Bu evrensel isleyisin boylesine gerceklesmesi ve gerceklestirilmesi icin (yani dogal'a; ilahi yasalara uygun olmasi icin) yeryuzu gorunen ve gorunmez vibrasyonel boyut ve mekanlardan, Dunya Rabbine bagli olarak calisan idareci hiyerarsik ruhsal mekanizma, yeryuzunu en icten en disa ve en distan en ice ve tam tasarruf, hak ve iktidar ile sarmis, kusatmis ve hakim ve sahip olarak duzenlemekte, denetlemekte ve gozetmektedir. (= Tanri zar atmaz !)

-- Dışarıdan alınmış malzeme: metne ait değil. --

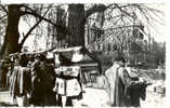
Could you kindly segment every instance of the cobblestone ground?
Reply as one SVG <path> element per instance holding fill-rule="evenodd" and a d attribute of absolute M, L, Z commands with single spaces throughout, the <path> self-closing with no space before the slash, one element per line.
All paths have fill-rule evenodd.
<path fill-rule="evenodd" d="M 75 104 L 75 106 L 109 108 L 109 106 L 107 105 L 107 100 L 108 97 L 104 90 L 87 87 L 83 99 L 79 100 L 77 104 Z M 9 91 L 0 92 L 0 106 L 16 106 L 16 104 L 13 103 Z M 141 108 L 165 108 L 165 96 L 147 91 L 146 99 L 141 100 Z"/>

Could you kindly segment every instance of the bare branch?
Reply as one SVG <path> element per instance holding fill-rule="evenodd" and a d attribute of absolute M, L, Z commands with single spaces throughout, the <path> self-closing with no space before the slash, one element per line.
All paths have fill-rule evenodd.
<path fill-rule="evenodd" d="M 47 12 L 43 14 L 42 17 L 45 16 L 45 14 L 49 12 L 49 10 L 50 10 L 50 6 L 49 6 L 49 9 L 47 10 Z M 25 35 L 24 39 L 23 39 L 22 42 L 19 43 L 21 46 L 23 46 L 24 42 L 25 42 L 26 39 L 29 37 L 29 35 L 31 33 L 31 31 L 32 31 L 41 22 L 42 22 L 42 18 L 39 19 L 39 21 L 29 29 L 29 31 Z"/>
<path fill-rule="evenodd" d="M 0 4 L 0 6 L 2 8 L 2 10 L 3 10 L 6 14 L 9 14 L 9 11 L 5 9 L 4 5 Z"/>

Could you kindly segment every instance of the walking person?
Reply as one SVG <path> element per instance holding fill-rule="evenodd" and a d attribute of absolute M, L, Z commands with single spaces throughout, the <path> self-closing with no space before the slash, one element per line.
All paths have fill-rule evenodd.
<path fill-rule="evenodd" d="M 128 106 L 127 89 L 143 83 L 142 81 L 134 81 L 129 77 L 125 69 L 125 58 L 117 55 L 113 59 L 113 66 L 105 71 L 105 77 L 108 83 L 107 92 L 109 105 L 112 107 Z"/>

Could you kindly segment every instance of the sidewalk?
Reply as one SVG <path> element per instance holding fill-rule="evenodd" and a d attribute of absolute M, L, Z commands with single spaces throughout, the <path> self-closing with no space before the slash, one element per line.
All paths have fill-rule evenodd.
<path fill-rule="evenodd" d="M 9 107 L 9 106 L 17 106 L 13 103 L 12 97 L 10 96 L 10 92 L 8 89 L 0 87 L 0 106 Z"/>

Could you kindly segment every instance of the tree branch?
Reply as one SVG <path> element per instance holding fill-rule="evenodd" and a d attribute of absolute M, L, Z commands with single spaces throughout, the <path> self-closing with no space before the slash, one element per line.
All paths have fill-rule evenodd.
<path fill-rule="evenodd" d="M 45 16 L 45 14 L 49 12 L 50 8 L 45 11 L 45 13 L 43 14 L 42 17 Z M 31 31 L 42 22 L 42 18 L 39 19 L 30 29 L 29 31 L 25 35 L 24 39 L 22 40 L 22 42 L 19 43 L 21 46 L 23 46 L 24 42 L 26 41 L 26 39 L 29 37 L 29 35 L 31 33 Z"/>
<path fill-rule="evenodd" d="M 9 11 L 5 9 L 4 5 L 0 4 L 0 6 L 2 8 L 2 10 L 3 10 L 6 14 L 9 14 Z"/>

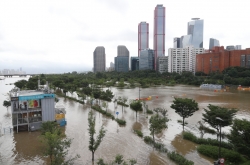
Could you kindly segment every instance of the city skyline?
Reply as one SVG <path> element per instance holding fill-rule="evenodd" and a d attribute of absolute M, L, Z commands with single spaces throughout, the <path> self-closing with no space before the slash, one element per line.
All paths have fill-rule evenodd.
<path fill-rule="evenodd" d="M 186 34 L 186 23 L 195 17 L 204 20 L 205 49 L 209 49 L 209 38 L 218 39 L 224 47 L 242 45 L 245 49 L 250 47 L 246 21 L 250 16 L 244 13 L 248 3 L 233 3 L 1 1 L 0 70 L 22 66 L 27 73 L 91 71 L 93 50 L 99 45 L 105 47 L 106 66 L 114 62 L 117 45 L 126 45 L 130 56 L 137 56 L 139 22 L 149 23 L 149 48 L 153 48 L 154 9 L 158 4 L 166 8 L 165 50 L 173 47 L 174 37 Z"/>

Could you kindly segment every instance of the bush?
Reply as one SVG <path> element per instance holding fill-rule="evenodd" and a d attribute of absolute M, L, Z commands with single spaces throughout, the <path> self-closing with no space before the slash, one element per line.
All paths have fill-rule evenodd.
<path fill-rule="evenodd" d="M 117 101 L 117 104 L 122 105 L 122 106 L 124 106 L 124 107 L 128 107 L 128 106 L 129 106 L 128 104 L 125 104 L 125 103 L 120 102 L 120 101 Z"/>
<path fill-rule="evenodd" d="M 115 119 L 115 121 L 116 121 L 119 125 L 126 125 L 126 121 L 125 121 L 125 120 Z"/>
<path fill-rule="evenodd" d="M 197 151 L 203 155 L 217 159 L 219 147 L 210 145 L 200 145 L 197 147 Z M 238 152 L 228 150 L 225 148 L 221 148 L 221 157 L 225 158 L 227 161 L 234 164 L 243 163 L 245 161 L 243 156 L 240 155 Z"/>
<path fill-rule="evenodd" d="M 92 106 L 92 109 L 102 113 L 103 115 L 106 115 L 107 117 L 110 117 L 112 120 L 115 119 L 114 115 L 112 115 L 111 113 L 104 111 L 101 107 L 99 106 Z"/>
<path fill-rule="evenodd" d="M 140 130 L 134 130 L 139 137 L 143 137 L 143 133 Z"/>
<path fill-rule="evenodd" d="M 147 114 L 153 114 L 153 111 L 147 109 Z"/>
<path fill-rule="evenodd" d="M 212 146 L 219 146 L 220 142 L 216 139 L 203 139 L 203 138 L 197 138 L 194 134 L 191 132 L 184 132 L 183 133 L 183 138 L 186 140 L 190 140 L 194 143 L 197 144 L 207 144 L 207 145 L 212 145 Z M 227 142 L 221 142 L 221 147 L 227 148 L 227 149 L 233 149 L 233 145 Z"/>
<path fill-rule="evenodd" d="M 168 149 L 165 148 L 164 144 L 162 144 L 162 143 L 157 143 L 157 142 L 155 142 L 155 143 L 154 143 L 154 147 L 155 147 L 155 149 L 157 149 L 158 151 L 161 151 L 161 152 L 168 152 Z"/>
<path fill-rule="evenodd" d="M 168 157 L 173 160 L 174 162 L 176 162 L 178 165 L 193 165 L 194 162 L 191 160 L 187 160 L 186 158 L 184 158 L 182 155 L 176 153 L 176 152 L 169 152 Z"/>

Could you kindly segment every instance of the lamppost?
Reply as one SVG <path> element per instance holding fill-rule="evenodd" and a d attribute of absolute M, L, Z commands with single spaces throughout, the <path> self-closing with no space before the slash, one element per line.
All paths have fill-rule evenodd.
<path fill-rule="evenodd" d="M 139 101 L 140 101 L 140 91 L 141 91 L 141 88 L 140 88 L 140 85 L 139 85 Z"/>
<path fill-rule="evenodd" d="M 221 122 L 224 121 L 224 120 L 222 118 L 220 118 L 220 117 L 216 117 L 215 119 L 220 121 L 220 145 L 219 145 L 219 159 L 220 159 L 221 158 L 221 155 L 220 155 L 220 147 L 221 147 Z"/>

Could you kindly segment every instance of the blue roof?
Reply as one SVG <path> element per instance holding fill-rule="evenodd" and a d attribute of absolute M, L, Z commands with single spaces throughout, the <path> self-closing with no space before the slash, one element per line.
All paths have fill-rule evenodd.
<path fill-rule="evenodd" d="M 54 98 L 55 94 L 38 94 L 38 95 L 31 95 L 31 96 L 19 96 L 19 100 L 37 100 L 37 99 L 43 99 L 46 97 Z"/>

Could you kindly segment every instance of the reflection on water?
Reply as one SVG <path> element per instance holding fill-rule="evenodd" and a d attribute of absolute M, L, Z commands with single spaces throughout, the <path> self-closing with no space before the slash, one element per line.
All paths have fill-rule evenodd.
<path fill-rule="evenodd" d="M 7 110 L 2 106 L 2 102 L 13 85 L 5 85 L 13 83 L 20 78 L 6 78 L 0 81 L 0 122 L 2 127 L 11 126 L 11 117 L 6 116 Z M 125 96 L 128 99 L 138 98 L 138 89 L 116 89 L 112 88 L 112 92 L 116 96 Z M 214 92 L 204 91 L 197 87 L 190 86 L 175 86 L 175 87 L 153 87 L 141 89 L 141 97 L 152 96 L 151 101 L 147 101 L 149 109 L 162 107 L 168 110 L 168 117 L 171 119 L 168 122 L 168 128 L 162 134 L 156 136 L 156 141 L 164 143 L 170 151 L 177 151 L 184 155 L 187 159 L 193 160 L 195 164 L 211 164 L 213 160 L 201 156 L 196 151 L 196 144 L 182 139 L 180 136 L 182 126 L 177 123 L 181 119 L 178 114 L 170 108 L 174 97 L 188 97 L 195 99 L 199 103 L 199 110 L 193 116 L 186 119 L 188 125 L 185 126 L 190 130 L 202 118 L 204 108 L 208 104 L 220 105 L 229 108 L 238 108 L 238 118 L 249 118 L 250 114 L 250 92 L 230 91 L 230 92 Z M 69 157 L 79 154 L 79 158 L 75 164 L 91 164 L 91 152 L 88 150 L 88 112 L 89 106 L 81 105 L 77 102 L 60 98 L 57 104 L 63 104 L 66 108 L 67 126 L 65 134 L 68 138 L 72 138 L 72 144 L 69 149 Z M 122 154 L 125 159 L 134 158 L 138 164 L 175 164 L 169 160 L 166 154 L 154 151 L 151 146 L 144 143 L 143 139 L 134 134 L 133 129 L 141 130 L 144 136 L 151 136 L 149 131 L 150 115 L 145 112 L 138 112 L 137 119 L 135 111 L 129 107 L 124 108 L 116 106 L 113 102 L 108 104 L 108 112 L 115 117 L 124 119 L 127 122 L 125 127 L 120 127 L 115 121 L 102 116 L 95 112 L 96 116 L 96 132 L 99 131 L 101 125 L 104 125 L 107 130 L 103 142 L 95 153 L 95 158 L 103 158 L 105 161 L 111 161 L 116 154 Z M 10 111 L 10 110 L 9 110 Z M 116 116 L 116 112 L 119 115 Z M 148 116 L 148 117 L 147 117 Z M 198 133 L 197 133 L 198 134 Z M 40 133 L 37 132 L 20 132 L 8 133 L 0 137 L 0 164 L 43 164 L 46 158 L 43 156 L 42 144 L 38 138 Z"/>

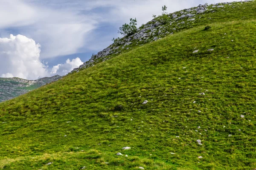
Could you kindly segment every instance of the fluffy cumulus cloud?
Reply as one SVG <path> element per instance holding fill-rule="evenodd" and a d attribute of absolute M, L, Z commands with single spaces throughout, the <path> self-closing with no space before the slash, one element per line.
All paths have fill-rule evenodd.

Insanligin disinda insanliga ancak, yardim, himaye bilgi ve uyari yapilmaktadir iyilestirici unsur aşilari olarak. Dolayisiyla asil iyilestirici tedavi ve emek, insanligin icinden cikmak ve insanligin genel geriligini olusturan tum hususlari sergileyerek onlarin ortadan kaldirilmasina calismak ve insanligin genel kisiligindeki hastaliklari iyilestirmek ve karanliklari ortadan kaldirmak zorundadir (1).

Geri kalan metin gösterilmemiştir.